Pendant 15 ans, Lucien DeBlois a fièrement représenté Joliette au sein de la Ligue nationale de hockey. Un parcours au cours duquel il a notamment remporté la Coupe Stanley avec les Canadiens de Montréal en 1986, en plus d’être désigné capitaine des Jets de Winnipeg lors de deux saisons. En entrevue avec L’Action, l’ancien hockeyeur est revenu sur les moments marquants de sa carrière et sur l’importance qu’occupe toujours la région à ses yeux.  

« Ce qui me rend le plus fier, c’est le fait que j’aie persévéré. J’aurais pu arrêter avant, mais j’ai continué malgré certaines blessures et des années plus difficiles. Il faut de la persévérance et un peu de chance pour pouvoir jouer 993 parties dans la LNH! »             

C’est le 14 juin 1977 que Lucien DeBlois a été repêché par les Rangers de New York. « J’avais 19 ans, j’étais chez moi et j’attendais que le téléphone sonne! » Il n’a pas eu à patienter trop longtemps puisqu’il a été sélectionné au huitième rang de la première ronde. « Ça a été une surprise de partir aussi rapidement. Il y avait des rumeurs, mais on ne sait jamais, jusqu’à ce que ça arrive! » 

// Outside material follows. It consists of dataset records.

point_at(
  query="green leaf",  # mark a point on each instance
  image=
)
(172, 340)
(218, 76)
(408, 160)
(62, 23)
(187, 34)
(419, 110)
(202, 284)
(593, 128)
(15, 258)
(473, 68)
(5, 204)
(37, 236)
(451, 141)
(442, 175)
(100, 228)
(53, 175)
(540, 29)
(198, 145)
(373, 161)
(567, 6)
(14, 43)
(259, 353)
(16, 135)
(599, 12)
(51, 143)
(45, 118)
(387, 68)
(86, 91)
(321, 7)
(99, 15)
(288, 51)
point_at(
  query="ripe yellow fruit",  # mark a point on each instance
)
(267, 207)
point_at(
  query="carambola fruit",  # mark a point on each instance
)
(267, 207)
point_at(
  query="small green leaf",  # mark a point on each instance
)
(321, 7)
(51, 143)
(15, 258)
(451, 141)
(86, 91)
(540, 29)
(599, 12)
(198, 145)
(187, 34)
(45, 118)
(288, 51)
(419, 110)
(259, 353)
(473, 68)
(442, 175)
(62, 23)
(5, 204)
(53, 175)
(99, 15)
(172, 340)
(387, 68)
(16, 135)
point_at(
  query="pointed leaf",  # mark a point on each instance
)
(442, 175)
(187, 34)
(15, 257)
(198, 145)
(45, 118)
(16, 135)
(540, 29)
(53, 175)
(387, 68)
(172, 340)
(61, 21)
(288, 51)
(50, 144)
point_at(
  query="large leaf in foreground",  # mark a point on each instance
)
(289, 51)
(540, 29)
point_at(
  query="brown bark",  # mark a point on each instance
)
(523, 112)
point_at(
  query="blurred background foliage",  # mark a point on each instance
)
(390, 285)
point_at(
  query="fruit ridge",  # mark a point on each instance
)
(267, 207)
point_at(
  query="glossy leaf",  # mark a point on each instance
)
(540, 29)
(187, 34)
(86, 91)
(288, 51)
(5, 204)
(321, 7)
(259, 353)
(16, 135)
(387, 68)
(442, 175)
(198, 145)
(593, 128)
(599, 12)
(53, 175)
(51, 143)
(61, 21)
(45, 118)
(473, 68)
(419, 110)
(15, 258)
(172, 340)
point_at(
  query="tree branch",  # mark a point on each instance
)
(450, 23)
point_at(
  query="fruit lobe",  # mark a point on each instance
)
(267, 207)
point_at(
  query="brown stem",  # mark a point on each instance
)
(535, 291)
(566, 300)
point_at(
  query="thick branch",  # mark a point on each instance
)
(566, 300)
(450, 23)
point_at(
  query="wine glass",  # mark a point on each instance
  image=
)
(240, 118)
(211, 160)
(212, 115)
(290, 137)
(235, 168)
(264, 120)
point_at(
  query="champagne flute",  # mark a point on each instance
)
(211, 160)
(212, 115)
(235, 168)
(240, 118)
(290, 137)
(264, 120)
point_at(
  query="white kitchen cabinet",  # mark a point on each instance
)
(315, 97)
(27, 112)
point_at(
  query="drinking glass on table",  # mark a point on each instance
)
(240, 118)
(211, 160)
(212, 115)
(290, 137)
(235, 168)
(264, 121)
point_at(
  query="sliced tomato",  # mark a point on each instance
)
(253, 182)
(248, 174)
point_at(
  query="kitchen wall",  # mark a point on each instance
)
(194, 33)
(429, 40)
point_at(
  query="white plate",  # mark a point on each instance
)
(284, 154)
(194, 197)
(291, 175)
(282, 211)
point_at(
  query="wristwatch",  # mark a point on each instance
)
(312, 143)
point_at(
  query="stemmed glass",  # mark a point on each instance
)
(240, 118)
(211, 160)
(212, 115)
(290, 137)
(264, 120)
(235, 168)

Il a reçu l’appel de John Ferguson et a ensuite dû s’adresser aux journalistes de New York. « Disons que j’ai eu pas mal plus de troubles à parler anglais qu’à jouer au hockey! » Malgré une période d’adaptation à son arrivée dans la LNH, Lucien DeBlois a connu une bonne première saison, au cours de laquelle il a inscrit 22 buts. Il se souvient d’ailleurs de son tout premier, marqué le 2 novembre 1977 contre les Rockies du Colorado. Le Joliettain avait alors déjoué Doug Favell avec un bon lancer sous la barre horizontale.  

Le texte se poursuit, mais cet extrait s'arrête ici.